“We Do Life Together”

On social media, LOL means “laugh out loud.” But for Alice Byram, LOL is short for “life on life.” In a recent interview, Alice talked about how she enjoys “doing life” with Hispanic women in San Antonio.
 
Alice served at Navigator headquarters in Colorado Springs for a dozen years and as director of women’s ministries in churches in Wyoming and San Antonio after that. In 2011, someone told her about a ministry in what some would call an inner-city neighborhood. “I went to a Bible study there and I never left!” she says. Why? Alice realized her life experiences had uniquely prepared her to minister to women there.
 
One of the first women she connected with was Sofia. The Bible study met in a home where Sofia lived, but Sofia didn’t join in the study. “That Jesus stuff” wasn’t for her, she told Alice. Still, Sofia hung around during refreshments. One week Alice asked her if she’d like to go out for breakfast that Saturday, and Sofia agreed.
 
They met for breakfast at 10 a.m. and talked until 4:00 that afternoon! Alice told her, “If you ever want to look at the Bible, I’m here.” One night something prompted her to call and take Alice up on that invitation, and she became a believer soon after.
 
When Alice met Sofia, she was estranged from most of her family. Now she is reaching out and becoming reconciled to many of them. In fact, Alice now meets “LOL” with Sofia’s sister, who is reaching out to her colleagues at the school where she works. “Sofia and her sister are taking what they are learning and sharing it with others,” Alice says.
 
As Sofia grew in her faith, she started partnering with Alice in ministry. She began teaching a class on crafts, and after the lesson, Alice would tell a Bible story. Alice told her, “You are my friend and we do life together. It’s both of us sharing with each other.”
 
Alice’s ministry in this neighborhood has expanded far beyond the Bible study. She got to know a social worker who invited her to become a mentor to girls at a local high school. Some are single parents. “I love them as they are, walk by their side, embrace their culture. I let them know I’m here to do life with them,” she explains.
 
Every two weeks she visits a group for seniors at a community center and tells them Bible stories. “This culture really likes stories,” she says. As she sketched out the life of Moses, the group “got really excited—they really entered in” as they saw the ups and downs of Moses’ life. “They saw how God has a design and plan for all of our lives,” she says.
 
Alice adds that it is very important for her to take ministry slowly, as God leads, and be sure to build trust. “Trust is the biggest thing,” she says. “You have to take time to allow the women to trust you. Trust comes very slowly. In their experience anyone who is Anglo will want to make them into a white American.”
 
God uses Alice’s life experiences to help her relate. She was a single mother to three children, and some of her family members have struggled with drug addiction.
 
“As I meet with these ladies I am not shocked or threatened, because I’ve been there, with my own children or with others,” she explains. She has always had a heart for the broken, the downcast, the “woman at the well.” God gave her this verse for her ministry in San Antonio:
 
But I’ll take the hand of those who don’t know the way,
    who can’t see where they’re going.
I’ll be a personal guide to them,
    directing them through unknown country.

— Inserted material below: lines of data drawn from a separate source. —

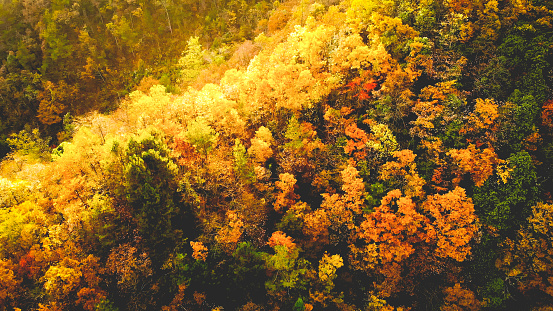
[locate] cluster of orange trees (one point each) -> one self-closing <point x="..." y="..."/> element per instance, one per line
<point x="355" y="155"/>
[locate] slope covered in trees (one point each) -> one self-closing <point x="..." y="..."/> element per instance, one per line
<point x="354" y="155"/>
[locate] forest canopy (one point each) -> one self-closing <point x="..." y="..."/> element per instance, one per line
<point x="294" y="155"/>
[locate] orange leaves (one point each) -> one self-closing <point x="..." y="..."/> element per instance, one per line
<point x="459" y="298"/>
<point x="354" y="189"/>
<point x="286" y="196"/>
<point x="483" y="118"/>
<point x="316" y="226"/>
<point x="280" y="238"/>
<point x="357" y="142"/>
<point x="260" y="147"/>
<point x="199" y="250"/>
<point x="547" y="114"/>
<point x="230" y="234"/>
<point x="403" y="173"/>
<point x="361" y="89"/>
<point x="9" y="284"/>
<point x="394" y="226"/>
<point x="479" y="163"/>
<point x="453" y="225"/>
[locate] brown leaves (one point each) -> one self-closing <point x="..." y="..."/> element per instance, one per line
<point x="479" y="163"/>
<point x="453" y="225"/>
<point x="394" y="226"/>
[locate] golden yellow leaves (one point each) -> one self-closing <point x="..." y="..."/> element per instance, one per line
<point x="279" y="238"/>
<point x="328" y="266"/>
<point x="260" y="147"/>
<point x="454" y="224"/>
<point x="403" y="173"/>
<point x="286" y="196"/>
<point x="459" y="298"/>
<point x="199" y="250"/>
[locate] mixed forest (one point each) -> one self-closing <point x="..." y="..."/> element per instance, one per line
<point x="289" y="155"/>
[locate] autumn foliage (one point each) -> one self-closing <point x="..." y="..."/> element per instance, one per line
<point x="287" y="155"/>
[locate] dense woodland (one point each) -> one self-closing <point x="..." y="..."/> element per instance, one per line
<point x="295" y="155"/>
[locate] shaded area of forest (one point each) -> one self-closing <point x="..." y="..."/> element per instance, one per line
<point x="335" y="155"/>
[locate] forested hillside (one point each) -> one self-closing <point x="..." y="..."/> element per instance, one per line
<point x="295" y="155"/>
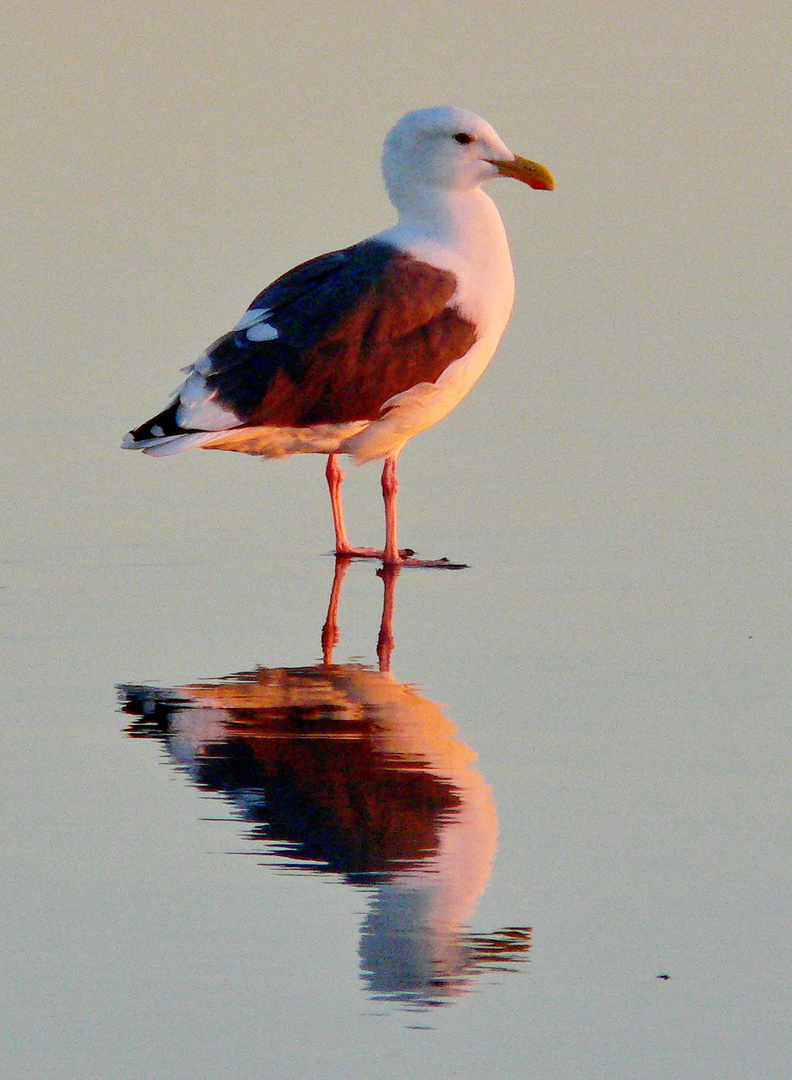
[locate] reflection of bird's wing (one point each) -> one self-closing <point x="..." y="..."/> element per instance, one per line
<point x="329" y="342"/>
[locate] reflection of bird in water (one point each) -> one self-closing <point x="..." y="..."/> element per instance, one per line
<point x="340" y="768"/>
<point x="357" y="351"/>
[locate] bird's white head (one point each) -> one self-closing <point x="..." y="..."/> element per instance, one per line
<point x="451" y="149"/>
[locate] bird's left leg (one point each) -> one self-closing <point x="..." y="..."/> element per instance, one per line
<point x="391" y="555"/>
<point x="334" y="474"/>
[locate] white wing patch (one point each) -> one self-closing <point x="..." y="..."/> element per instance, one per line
<point x="198" y="409"/>
<point x="262" y="332"/>
<point x="252" y="316"/>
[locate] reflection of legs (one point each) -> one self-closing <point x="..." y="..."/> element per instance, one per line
<point x="330" y="631"/>
<point x="385" y="643"/>
<point x="390" y="489"/>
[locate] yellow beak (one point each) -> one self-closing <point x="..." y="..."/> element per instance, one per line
<point x="528" y="172"/>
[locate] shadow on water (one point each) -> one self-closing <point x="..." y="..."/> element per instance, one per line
<point x="341" y="769"/>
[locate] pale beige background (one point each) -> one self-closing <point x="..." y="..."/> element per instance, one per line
<point x="618" y="655"/>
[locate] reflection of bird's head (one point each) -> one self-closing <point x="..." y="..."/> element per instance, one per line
<point x="341" y="768"/>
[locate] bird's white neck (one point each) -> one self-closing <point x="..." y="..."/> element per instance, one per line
<point x="460" y="231"/>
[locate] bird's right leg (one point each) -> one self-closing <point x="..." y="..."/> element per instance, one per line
<point x="334" y="474"/>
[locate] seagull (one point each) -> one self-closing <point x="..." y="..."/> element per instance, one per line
<point x="358" y="350"/>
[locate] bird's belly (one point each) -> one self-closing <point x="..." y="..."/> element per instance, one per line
<point x="420" y="407"/>
<point x="270" y="442"/>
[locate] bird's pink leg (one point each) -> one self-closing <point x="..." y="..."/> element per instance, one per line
<point x="391" y="555"/>
<point x="334" y="474"/>
<point x="390" y="489"/>
<point x="330" y="630"/>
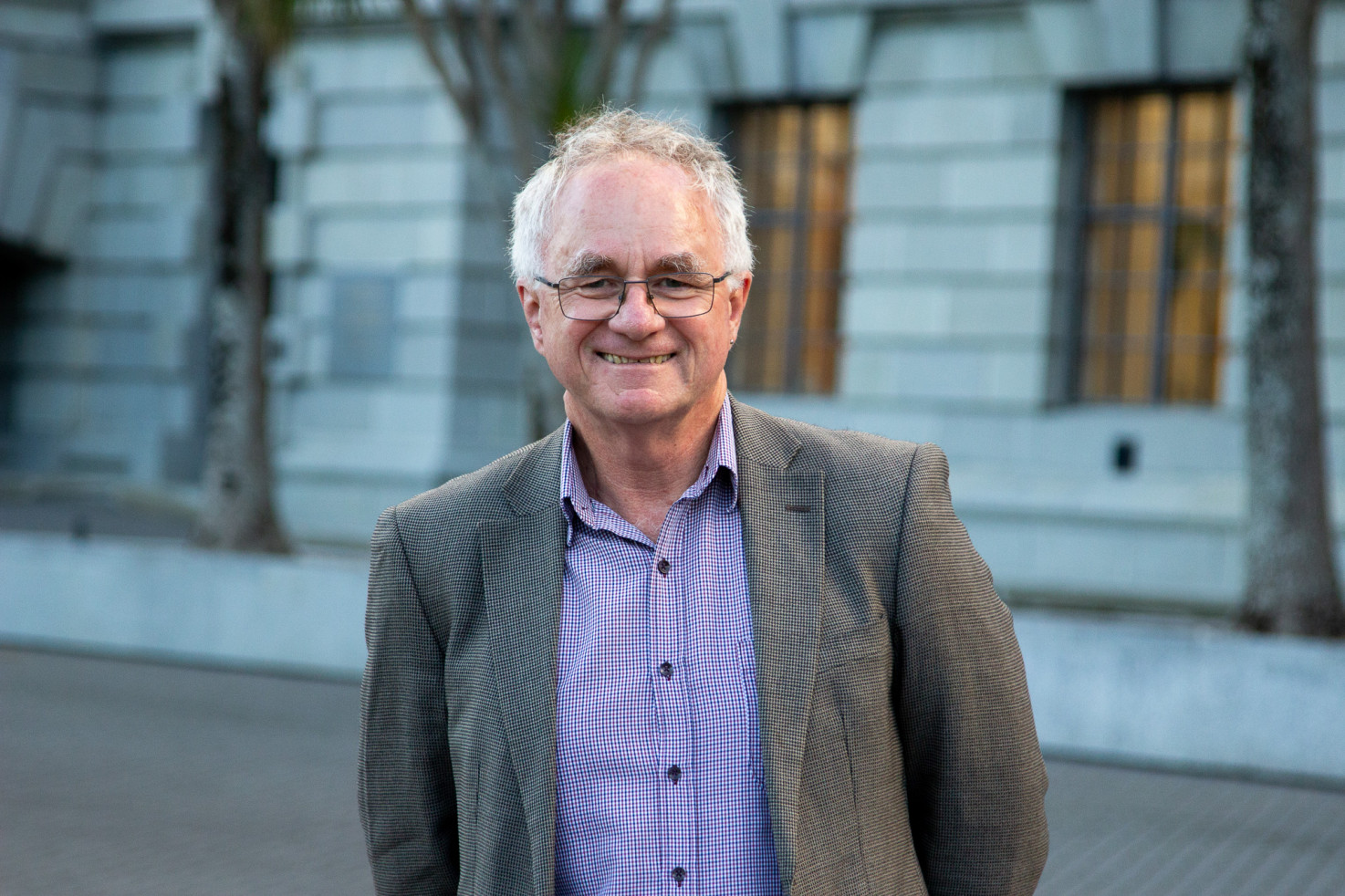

I’ll be right there to show them what roads to take,
    make sure they don’t fall into the ditch.
These are the things I’ll be doing for them—
    sticking with them, not leaving them for a minute.”
—Isaiah 42:16, The Message
 
In some ways, Alice’s connection with women in this neighborhood is deeper than with those she’s met in more affluent communities. “There’s a depth of life here that you don’t see among the more privileged,” she says. “Life means more to them in some ways; they don’t take anything for granted.”
 
This fall, Alice began leading a Bible study with recovering drug addicts. “It’s one of the most challenging things I’ve ever done,” she says. These women are finding healing through telling their stories and learning what it means to find their identity in Christ.
 
What is Alice learning these days?
 
“Allowing God to be God,” she says. “I cannot fix anyone. I’m learning to allow God to go before me, behind me, and surround me. To depend on the Holy Spirit to be the agent of change. I’m learning to pull back, share the truth from the Word, and let God be God.”
 
“Some people look at this community and see only drug addicts, teen pregnancies, and crime, she says.” I see people I love and want to be with—people with hopes, dreams, and desires for their lives and their families’ lives, people wanting to be accepted and loved. I see women and girls who embrace me as their friend as we do life together.”